A more recent development is the transition from analog divers to the new digital ones. The technology has improved so quickly that it may soon completely replace conventional dive tables.
You may use the many helpful features on the digital dive computers to get the most out of your diving experience.
The benefits that DDCs provide include:
- Most of them will contain an altimeter, which allows divers to pre-set the depth they intend to dive at and alerts them if they exceed this limit while diving.

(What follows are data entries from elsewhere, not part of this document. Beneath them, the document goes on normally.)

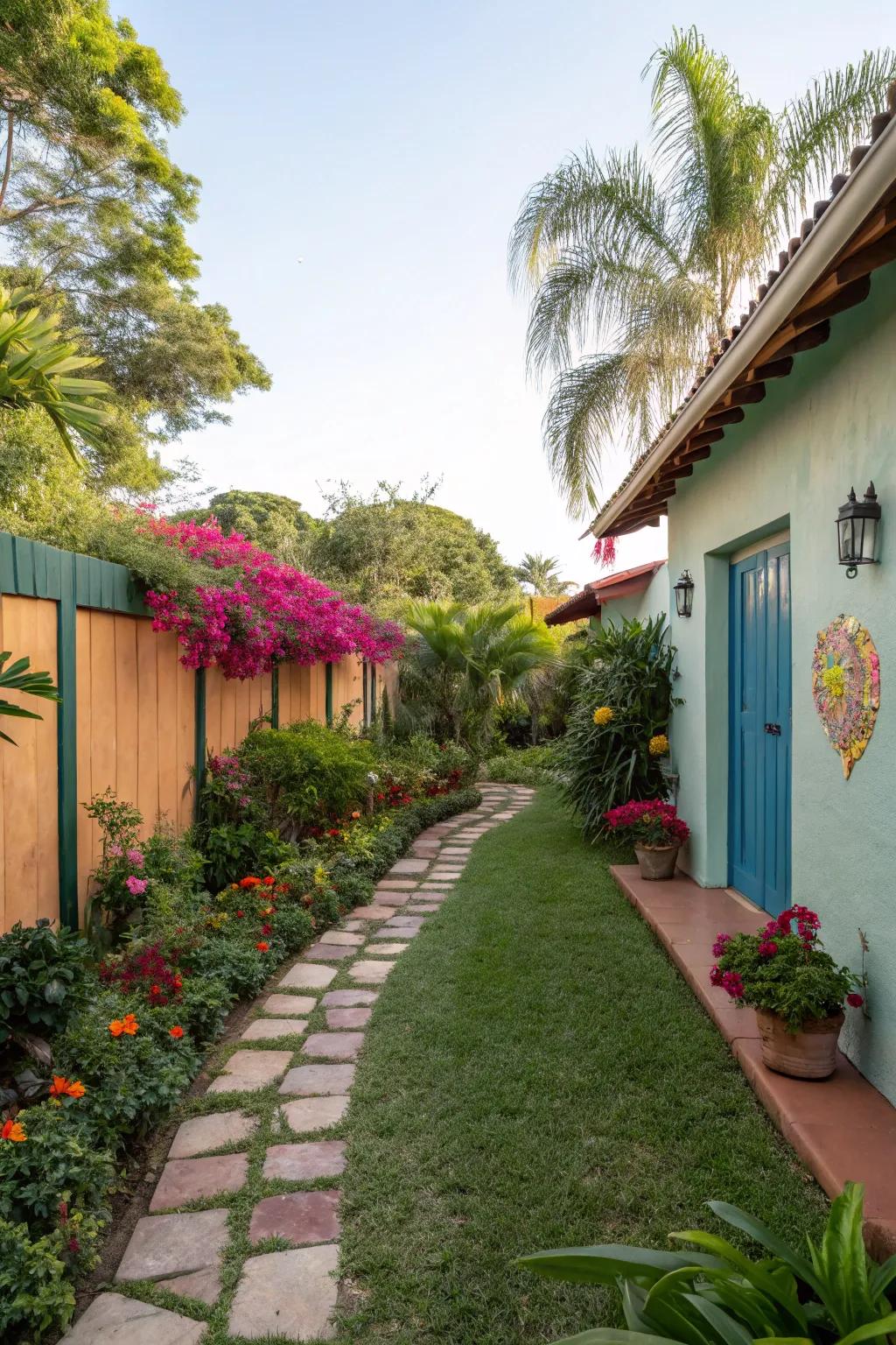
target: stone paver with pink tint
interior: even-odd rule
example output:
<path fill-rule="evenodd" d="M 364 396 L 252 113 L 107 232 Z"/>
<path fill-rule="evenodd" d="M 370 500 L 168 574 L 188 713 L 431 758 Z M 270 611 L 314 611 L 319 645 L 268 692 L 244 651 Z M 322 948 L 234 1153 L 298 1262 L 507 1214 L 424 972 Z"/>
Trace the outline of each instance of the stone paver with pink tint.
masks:
<path fill-rule="evenodd" d="M 257 1245 L 266 1237 L 285 1237 L 297 1247 L 336 1241 L 340 1194 L 339 1190 L 293 1190 L 261 1200 L 249 1224 L 250 1243 Z"/>
<path fill-rule="evenodd" d="M 302 1046 L 302 1054 L 321 1060 L 357 1060 L 363 1045 L 363 1032 L 313 1032 Z"/>
<path fill-rule="evenodd" d="M 344 1170 L 343 1139 L 309 1139 L 301 1145 L 271 1145 L 265 1157 L 263 1176 L 314 1181 L 317 1177 L 339 1177 Z"/>
<path fill-rule="evenodd" d="M 238 1046 L 207 1095 L 259 1092 L 279 1084 L 273 1118 L 263 1119 L 267 1110 L 255 1116 L 224 1103 L 223 1111 L 181 1123 L 150 1213 L 138 1220 L 128 1243 L 118 1280 L 156 1280 L 184 1299 L 218 1301 L 222 1255 L 230 1237 L 228 1209 L 160 1210 L 242 1190 L 249 1154 L 215 1150 L 249 1146 L 261 1124 L 269 1126 L 271 1141 L 262 1166 L 266 1181 L 310 1184 L 341 1174 L 347 1141 L 321 1137 L 351 1115 L 352 1061 L 361 1050 L 363 1029 L 379 994 L 369 986 L 386 981 L 395 959 L 412 967 L 412 940 L 450 897 L 474 842 L 514 816 L 528 798 L 531 791 L 516 787 L 486 787 L 477 810 L 427 827 L 412 842 L 411 853 L 376 885 L 373 902 L 356 908 L 340 929 L 321 933 L 283 974 L 277 991 L 257 1002 L 257 1011 L 266 1017 L 249 1021 L 240 1041 L 298 1038 L 309 1022 L 314 1030 L 304 1042 L 290 1042 L 290 1049 Z M 333 983 L 339 989 L 328 989 Z M 270 1107 L 263 1098 L 261 1102 Z M 340 1197 L 337 1189 L 306 1189 L 257 1201 L 251 1245 L 263 1247 L 271 1239 L 293 1245 L 290 1251 L 259 1251 L 243 1262 L 230 1310 L 231 1334 L 285 1341 L 333 1337 Z M 159 1345 L 164 1340 L 165 1345 L 201 1345 L 206 1330 L 204 1321 L 106 1293 L 94 1299 L 64 1342 Z"/>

- Lower diving cost since no additional gear, including depth gauges or timers, are required. They can compute decompression periods using data from prior dives that they have stored. These characteristics make them perfect for leisure divers who do not want to spend money on expensive equipment or schedule each dive in advance.
- DDCs give divers access to real-time data on their current depth and remaining oxygen supply, which is their principal advantage. This makes it possible for individuals to be more conscious of their surroundings, which may result in safer diving techniques.

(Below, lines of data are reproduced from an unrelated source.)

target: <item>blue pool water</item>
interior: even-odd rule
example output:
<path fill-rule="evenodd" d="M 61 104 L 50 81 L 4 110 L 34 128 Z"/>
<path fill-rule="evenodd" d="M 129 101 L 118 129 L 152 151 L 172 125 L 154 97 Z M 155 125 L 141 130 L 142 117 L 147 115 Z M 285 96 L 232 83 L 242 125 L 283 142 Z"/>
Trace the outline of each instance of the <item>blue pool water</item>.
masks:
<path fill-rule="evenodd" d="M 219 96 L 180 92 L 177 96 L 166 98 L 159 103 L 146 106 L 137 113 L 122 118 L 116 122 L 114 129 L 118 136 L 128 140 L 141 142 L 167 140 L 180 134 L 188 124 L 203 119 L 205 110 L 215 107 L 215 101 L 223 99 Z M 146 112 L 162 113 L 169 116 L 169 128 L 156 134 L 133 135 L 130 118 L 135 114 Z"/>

- DDCs can measure the time divers descend to specific depths, allowing divers to plan their dives more effectively. Due to these advantages, DDCs are now the method of choice for recreational divers.
Many computers in the digital age are now more compact and smaller. There is no exception to this for dive computers. You can easily select one that meets your needs because they come in various sizes and shapes. Some models even come with built-in depth meters, saving you from buying a separate piece of gear.
Are Dive Computers Worth the Money?
A dive watch will come in handy if you are a scuba diver. It not only allows you to keep track of your time underwater, but it also does so elegantly. Many divers wear their dive watches even when not diving since they look cool!
If you are not a diver but want to buy one for yourself or you’re someone who enjoys water activities like snorkeling and swimming, there is no need to worry; dive watches can be purchased by anybody with an eye for style.
That’s correct. You can buy a dive watch even if you’re not a diver. The value of owning a diving watch has long been disputed among fans and specialists alike, with opinions ranging from one extreme to the other. While some may think it weird that a non-diver would want to wear such a complex timepiece, others may believe its added features are well worth the price.
Diving computers are a great alternative to consider if you’re a diver looking for a new timepiece. They are often more expensive than standard wristwatches, but the additional functionality makes them well worth the extra cost.
What’s Next for Scuba Diving Computers?
As you can see, scuba diving computers are undergoing a period of rapid development. Since their early days as basic depth finders, these machines have seen significant growth. They’ve come a long way from simply letting you know how deep you are.
They can monitor your dive duration and depth, notify you when your oxygen supply is low, and provide data about your immediate surroundings.
Not only that! You can now swim without removing your wrist computer, as newer models are starting to include smartwatch-like functionality like notifications and fitness monitoring directly into the gadget.
Next Steps? We can’t wait to see what comes next in this quickly evolving industry, and I think it’s safe to say that divers worldwide will welcome the improvements.
Erin Channing is a budding writer, soon to be wife and all around fun seeker! No cats, no dogs, just a few fish and a pet parakeet named Jelly. You can find Erika’s reviews and stories on several websites sites including Hardwork Theory, Medium, Little Miss Spider and more. New to camping and backpacking, she brings a fresh perspective to everything outdoors.